UN annual report shows a sharp increase in Myanmar’s human rights crisis, especially for children
- Mar 2
- 2 min read
Mizzima
Myanmar’s human rights crisis deepened sharply in 2025, with the year becoming the deadliest for children since the 2021 military coup, according to the United Nations Office of the High Commissioner for Human Rights.
In its annual update released on 24 February, the UN rights office said violence against civilians escalated across the country, with verified civilian deaths from airstrikes reaching their highest levels since the coup. Girls were particularly affected by the violence in 2025.
The military governance, said the UN report, remained characterised by repression of political dissent, mass arbitrary arrests, conscription, widespread surveillance, and shrinking civic space.

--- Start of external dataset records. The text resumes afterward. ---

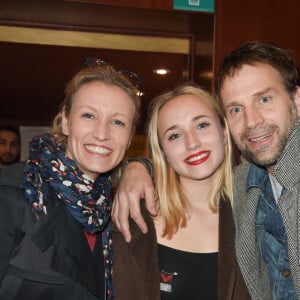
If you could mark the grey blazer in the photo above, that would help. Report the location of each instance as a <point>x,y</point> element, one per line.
<point>287,172</point>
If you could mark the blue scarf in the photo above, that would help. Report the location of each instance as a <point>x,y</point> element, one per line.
<point>88,201</point>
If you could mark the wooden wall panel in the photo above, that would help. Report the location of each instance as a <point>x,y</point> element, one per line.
<point>268,20</point>
<point>152,4</point>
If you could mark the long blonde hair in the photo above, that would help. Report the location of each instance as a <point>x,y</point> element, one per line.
<point>172,202</point>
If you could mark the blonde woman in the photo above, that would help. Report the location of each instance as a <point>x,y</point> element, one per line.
<point>189,253</point>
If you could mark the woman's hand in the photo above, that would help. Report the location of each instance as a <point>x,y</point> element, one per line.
<point>136,183</point>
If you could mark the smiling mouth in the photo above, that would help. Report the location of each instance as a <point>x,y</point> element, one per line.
<point>97,149</point>
<point>198,157</point>
<point>260,139</point>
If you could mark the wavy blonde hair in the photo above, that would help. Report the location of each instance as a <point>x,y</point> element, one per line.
<point>105,74</point>
<point>172,202</point>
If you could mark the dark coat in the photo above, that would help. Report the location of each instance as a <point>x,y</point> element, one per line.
<point>12,174</point>
<point>136,271</point>
<point>49,259</point>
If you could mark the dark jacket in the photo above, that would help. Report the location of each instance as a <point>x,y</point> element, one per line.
<point>12,174</point>
<point>49,259</point>
<point>136,271</point>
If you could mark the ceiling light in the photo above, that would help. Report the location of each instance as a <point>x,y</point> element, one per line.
<point>161,71</point>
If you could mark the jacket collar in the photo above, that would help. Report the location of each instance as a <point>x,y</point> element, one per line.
<point>72,255</point>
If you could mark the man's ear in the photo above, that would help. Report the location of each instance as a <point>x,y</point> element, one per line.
<point>64,123</point>
<point>297,99</point>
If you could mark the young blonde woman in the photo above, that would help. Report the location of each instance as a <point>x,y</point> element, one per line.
<point>189,250</point>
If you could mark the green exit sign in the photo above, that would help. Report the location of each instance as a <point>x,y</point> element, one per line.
<point>197,5</point>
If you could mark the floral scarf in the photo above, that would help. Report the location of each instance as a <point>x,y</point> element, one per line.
<point>88,201</point>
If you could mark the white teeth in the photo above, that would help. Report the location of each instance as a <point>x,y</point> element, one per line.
<point>97,149</point>
<point>197,157</point>
<point>260,138</point>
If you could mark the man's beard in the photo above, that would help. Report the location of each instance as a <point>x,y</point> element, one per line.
<point>283,137</point>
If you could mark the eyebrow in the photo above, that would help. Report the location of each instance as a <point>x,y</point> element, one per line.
<point>196,118</point>
<point>256,94</point>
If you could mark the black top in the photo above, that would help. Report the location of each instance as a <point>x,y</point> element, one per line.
<point>187,275</point>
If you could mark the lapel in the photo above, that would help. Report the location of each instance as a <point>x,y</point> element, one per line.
<point>59,233</point>
<point>227,261</point>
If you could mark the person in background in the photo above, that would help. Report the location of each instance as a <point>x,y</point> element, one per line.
<point>258,87</point>
<point>190,246</point>
<point>55,234</point>
<point>10,145</point>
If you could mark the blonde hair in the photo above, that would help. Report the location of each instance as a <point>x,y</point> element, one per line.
<point>172,202</point>
<point>105,74</point>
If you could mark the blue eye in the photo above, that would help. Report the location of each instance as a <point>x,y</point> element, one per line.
<point>173,136</point>
<point>88,116</point>
<point>235,110</point>
<point>203,125</point>
<point>265,99</point>
<point>119,123</point>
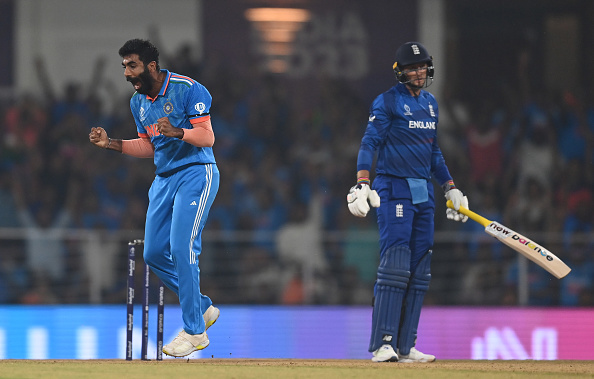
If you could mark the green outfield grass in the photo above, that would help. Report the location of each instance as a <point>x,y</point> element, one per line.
<point>285,369</point>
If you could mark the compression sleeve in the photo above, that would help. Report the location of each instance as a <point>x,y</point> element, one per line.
<point>139,148</point>
<point>201,135</point>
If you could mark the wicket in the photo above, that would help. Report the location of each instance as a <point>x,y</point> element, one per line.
<point>132,246</point>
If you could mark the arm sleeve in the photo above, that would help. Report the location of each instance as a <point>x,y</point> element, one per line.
<point>376,130</point>
<point>139,148</point>
<point>201,135</point>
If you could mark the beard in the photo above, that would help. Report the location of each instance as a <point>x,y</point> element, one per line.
<point>146,82</point>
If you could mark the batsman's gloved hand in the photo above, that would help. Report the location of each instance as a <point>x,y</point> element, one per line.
<point>359,198</point>
<point>458,199</point>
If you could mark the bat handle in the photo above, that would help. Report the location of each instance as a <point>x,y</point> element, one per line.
<point>467,212</point>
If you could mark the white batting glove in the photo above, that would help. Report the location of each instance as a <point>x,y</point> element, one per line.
<point>358,199</point>
<point>458,199</point>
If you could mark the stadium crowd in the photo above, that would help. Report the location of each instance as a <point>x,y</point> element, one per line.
<point>282,231</point>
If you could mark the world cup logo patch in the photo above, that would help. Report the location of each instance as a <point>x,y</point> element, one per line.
<point>200,107</point>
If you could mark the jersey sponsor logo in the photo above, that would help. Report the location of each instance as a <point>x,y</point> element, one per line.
<point>421,124</point>
<point>200,107</point>
<point>168,107</point>
<point>407,111</point>
<point>399,210</point>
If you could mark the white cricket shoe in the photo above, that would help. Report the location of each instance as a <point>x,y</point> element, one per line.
<point>385,354</point>
<point>415,356</point>
<point>211,316</point>
<point>185,344</point>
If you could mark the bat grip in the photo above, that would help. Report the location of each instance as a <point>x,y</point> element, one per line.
<point>467,212</point>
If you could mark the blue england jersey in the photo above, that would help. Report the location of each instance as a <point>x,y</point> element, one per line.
<point>185,102</point>
<point>403,130</point>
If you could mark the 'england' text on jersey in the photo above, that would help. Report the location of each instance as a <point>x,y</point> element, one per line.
<point>421,124</point>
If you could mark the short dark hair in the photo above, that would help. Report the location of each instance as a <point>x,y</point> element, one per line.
<point>147,52</point>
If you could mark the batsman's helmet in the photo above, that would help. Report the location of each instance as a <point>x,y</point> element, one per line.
<point>413,53</point>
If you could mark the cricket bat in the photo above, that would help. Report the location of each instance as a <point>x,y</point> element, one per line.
<point>519,243</point>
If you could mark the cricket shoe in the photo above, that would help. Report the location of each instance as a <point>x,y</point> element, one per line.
<point>415,356</point>
<point>185,344</point>
<point>211,316</point>
<point>385,354</point>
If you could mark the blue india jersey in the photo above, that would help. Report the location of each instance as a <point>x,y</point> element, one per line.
<point>402,129</point>
<point>185,102</point>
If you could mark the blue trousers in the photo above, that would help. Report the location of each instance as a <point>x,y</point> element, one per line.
<point>177,211</point>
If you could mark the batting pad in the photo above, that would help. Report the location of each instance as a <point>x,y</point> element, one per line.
<point>392,279</point>
<point>418,287</point>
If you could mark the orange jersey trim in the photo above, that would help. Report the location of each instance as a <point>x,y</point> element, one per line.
<point>197,120</point>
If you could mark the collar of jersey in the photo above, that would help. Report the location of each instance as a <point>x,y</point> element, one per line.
<point>163,88</point>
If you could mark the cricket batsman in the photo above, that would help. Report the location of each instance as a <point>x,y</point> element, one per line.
<point>402,130</point>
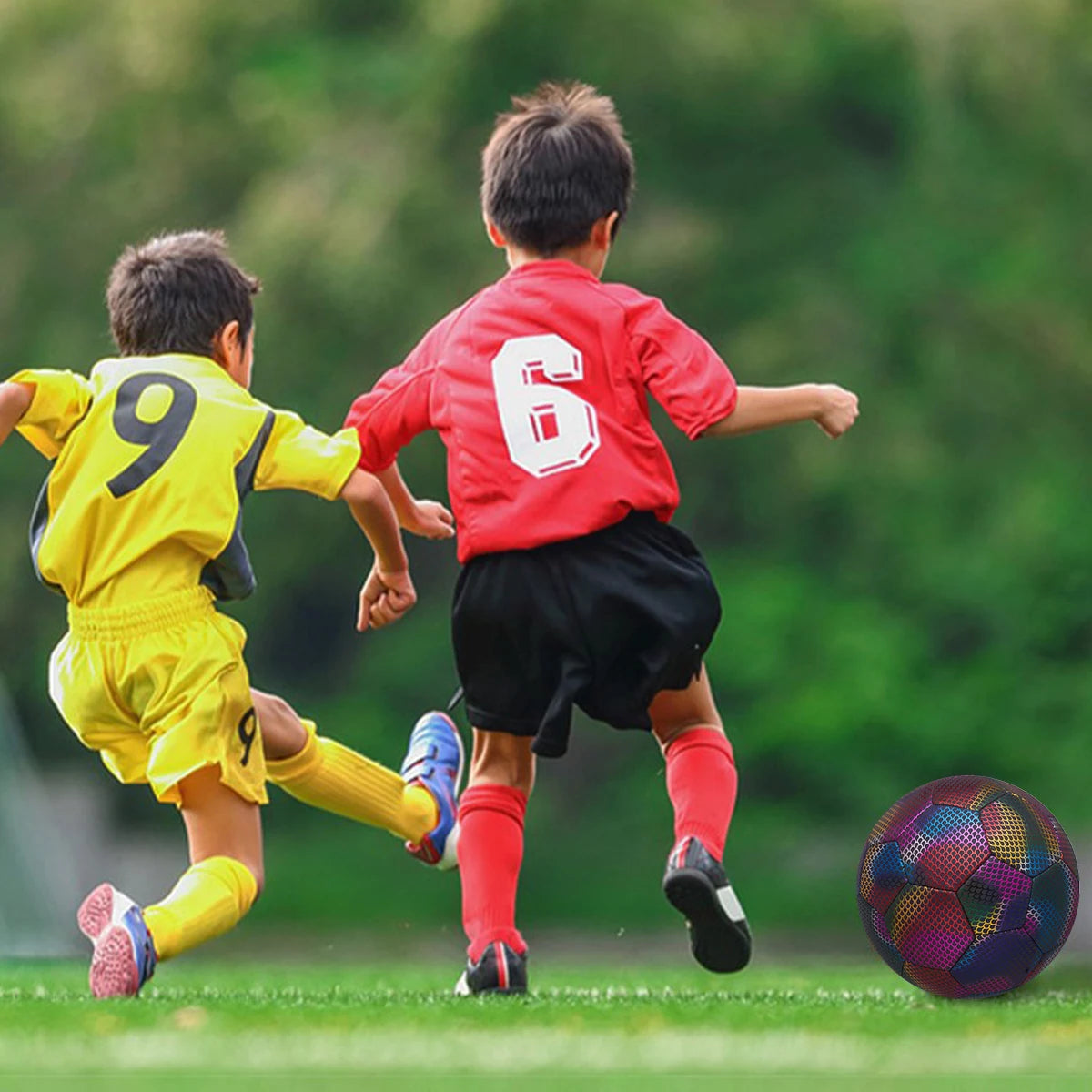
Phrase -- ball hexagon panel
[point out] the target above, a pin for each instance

Nearly a quarter of Myanmar’s population faced severe acute food insecurity in 2025, the report found. The report warned of further deterioration due to economic mismanagement and restrictions on humanitarian access. Natural disasters compounded the crisis, including a 7.7-magnitude earthquake in March that killed more than 4,000 people and displaced over one million, followed by floods that affected another million.
The report was also critical of the military’s nationwide elections. The polls imposed by the junta lacked “basic elements of freedom, fairness, and representativeness” and risked exacerbating violence and societal polarisation.
Despite announcing an end to the state of emergency in July, the military expanded offensives and repression, including through new surveillance technologies and an “election protection law” used to target critics.
The Rohingya population remained exposed to “systematic violations and abuses” by both the military and the Arakan Army (AA), further entrenching what the UN described as a catastrophic situation.
The report also warned that both the military and opposition armed groups allowed transnational criminal networks to expand in areas under their control amid what it described as total impunity. The growth in illicit economies included drug production, scam centres, and illicit resource extraction.
Developments in international accountability continued, including universal jurisdiction cases and preparations for hearings on the merits in The Gambia’s genocide case against Myanmar at the International Court of Justice.
The UN concluded that Myanmar’s crisis is generating regional consequences, including displacement, human trafficking, and transnational crime, underscoring the urgent need for accountability and protection of civilians.